Lebih lanjut, Indira Hapsari juga menyatakan pentingnya memastikan pendanaan iklim di akses bagi negara berkembang dan akses masyarakat terhadap pendanaan iklim, dengan mengutamakan responsif gender dan penegakan HAM, serta melibatkan masyarakat marginal dalam pengambilan keputusan itu nantinya.

Keempat, Pemerintahan Prabowo harus mampu mendorong agenda redistribusi kekayaan dan akses terhadap sumber daya, menuju keadilan yang menjadi syarat utama ketahanan iklim rakyat. Krisis iklim yang disebabkan oleh ketimpangan akses sumber daya telah berdampak terhadap kerusakan dan kehilangan, keselamatan serta kesejahteraan bagi rakyat Indonesia yang menambah beban dan kerentanan masyarakat miskin, termasuk ketidakadilan gender dan ketidakadilan antargenerasi. Pemerintah Indonesia seharusnya menjadikan dirinya contoh bagaimana keadilan iklim itu bisa diwujudkan melalui penghapusan ketidakadilan akses terhadap sumber daya.

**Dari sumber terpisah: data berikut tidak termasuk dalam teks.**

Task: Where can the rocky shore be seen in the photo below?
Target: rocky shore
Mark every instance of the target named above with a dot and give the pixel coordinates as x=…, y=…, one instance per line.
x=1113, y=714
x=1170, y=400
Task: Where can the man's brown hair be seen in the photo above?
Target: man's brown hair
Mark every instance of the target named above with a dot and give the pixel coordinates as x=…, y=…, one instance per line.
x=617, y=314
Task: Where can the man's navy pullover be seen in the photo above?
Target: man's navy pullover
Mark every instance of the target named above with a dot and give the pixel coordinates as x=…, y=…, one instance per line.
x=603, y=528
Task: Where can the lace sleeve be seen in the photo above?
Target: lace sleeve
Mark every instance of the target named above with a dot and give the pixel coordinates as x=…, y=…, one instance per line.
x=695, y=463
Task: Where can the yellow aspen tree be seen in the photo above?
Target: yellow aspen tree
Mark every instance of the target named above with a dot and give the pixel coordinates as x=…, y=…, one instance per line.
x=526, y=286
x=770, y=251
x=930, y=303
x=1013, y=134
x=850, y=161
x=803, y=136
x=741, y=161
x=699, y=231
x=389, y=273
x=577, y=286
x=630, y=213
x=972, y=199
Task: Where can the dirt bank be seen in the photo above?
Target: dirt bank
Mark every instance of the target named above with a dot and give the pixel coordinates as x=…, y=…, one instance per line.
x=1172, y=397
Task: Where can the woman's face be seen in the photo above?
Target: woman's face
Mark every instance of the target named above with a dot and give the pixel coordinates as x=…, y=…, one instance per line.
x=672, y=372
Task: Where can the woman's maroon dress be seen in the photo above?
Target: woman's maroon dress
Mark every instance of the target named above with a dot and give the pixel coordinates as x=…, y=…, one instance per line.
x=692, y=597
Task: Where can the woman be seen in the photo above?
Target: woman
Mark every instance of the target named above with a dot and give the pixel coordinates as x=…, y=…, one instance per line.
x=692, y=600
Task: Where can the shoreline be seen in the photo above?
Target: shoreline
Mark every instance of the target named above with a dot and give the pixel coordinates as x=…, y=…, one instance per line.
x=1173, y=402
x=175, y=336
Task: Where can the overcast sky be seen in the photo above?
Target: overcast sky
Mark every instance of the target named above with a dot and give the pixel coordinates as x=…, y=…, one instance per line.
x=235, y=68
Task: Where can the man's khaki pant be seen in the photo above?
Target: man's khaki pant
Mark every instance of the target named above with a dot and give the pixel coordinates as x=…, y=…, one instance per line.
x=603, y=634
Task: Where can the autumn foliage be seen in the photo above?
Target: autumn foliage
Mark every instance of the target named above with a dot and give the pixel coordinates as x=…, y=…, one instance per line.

Data Bank Dunia menunjukkan hanya 20% kelompok kaya yang menguasai total 46% ekonomi Indonesia dan terus mengalami pertumbuhan pendapatan sementara sisanya malah turun. Kemudian, dari sisi penguasaan tanah, WALHI dan Auriga mencatat, di tahun 2022 saja 53 juta hektare penguasaan/pengusahaan lahan yang diberikan pemerintah, hanya 2,7 juta hektare yang diperuntukan bagi rakyat. Walhi dan Auriga juga mencatat lahan yang dikelola korporasi di Kalimantan mencapai 24,73 juta ha, sedangkan yang dikelola rakyat hanya 1,07 juta ha. Dengan kondisi ketimpangan seperti ini, tidaklah mungkin rakyat miskin memiliki kemampuan bertahan yang memadai untuk bertahan dari dampak perubahan iklim. Pengenaan pajak orang kaya termasuk mendorong keadilan pajak yang merujuk pada prinsip pencemar membayar (polluter pays principle), reforma agraria, dan pengakuan atas tanah adat adalah salah satu jalan redistribusi kekayaan.

Kelima, Pemerintah Indonesia harus melindungi kelompok rentan dan memastikan keterlibatan bermakna masyarakat termasuk dengan melibatkan perempuan, orang muda, masyarakat adat, petani gurem, nelayan kecil dan tradisional, buruh, kelompok disabilitas, dan masyarakat rentan lain dalam mitigasi dan adaptasi. Kondisi masyarakat rentan dengan kondisi sosial-ekonomi timpang semakin memudahkan mereka terekspos pada risiko termasuk kriminalisasi, saat memperjuangkan hak mereka atas iklim yang aman. Padahal, partisipasi publik yang aktif, termasuk kebebasan berpendapat dan berorganisasi, adalah kunci untuk menghasilkan solusi iklim yang efektif dan adil. Keadilan iklim tidak dapat tercapai tanpa jaminan hak-hak sipil dan politik yang kuat” ujar Zainal Arifin, Ketua Bidang Advokasi YLBHI. Pemerintah Indonesia perlu mendorong indikator global adaptasi (global goal on adaptation) yang mencakup pemenuhan keadilan gender, agroekologi, dan hak asasi manusia.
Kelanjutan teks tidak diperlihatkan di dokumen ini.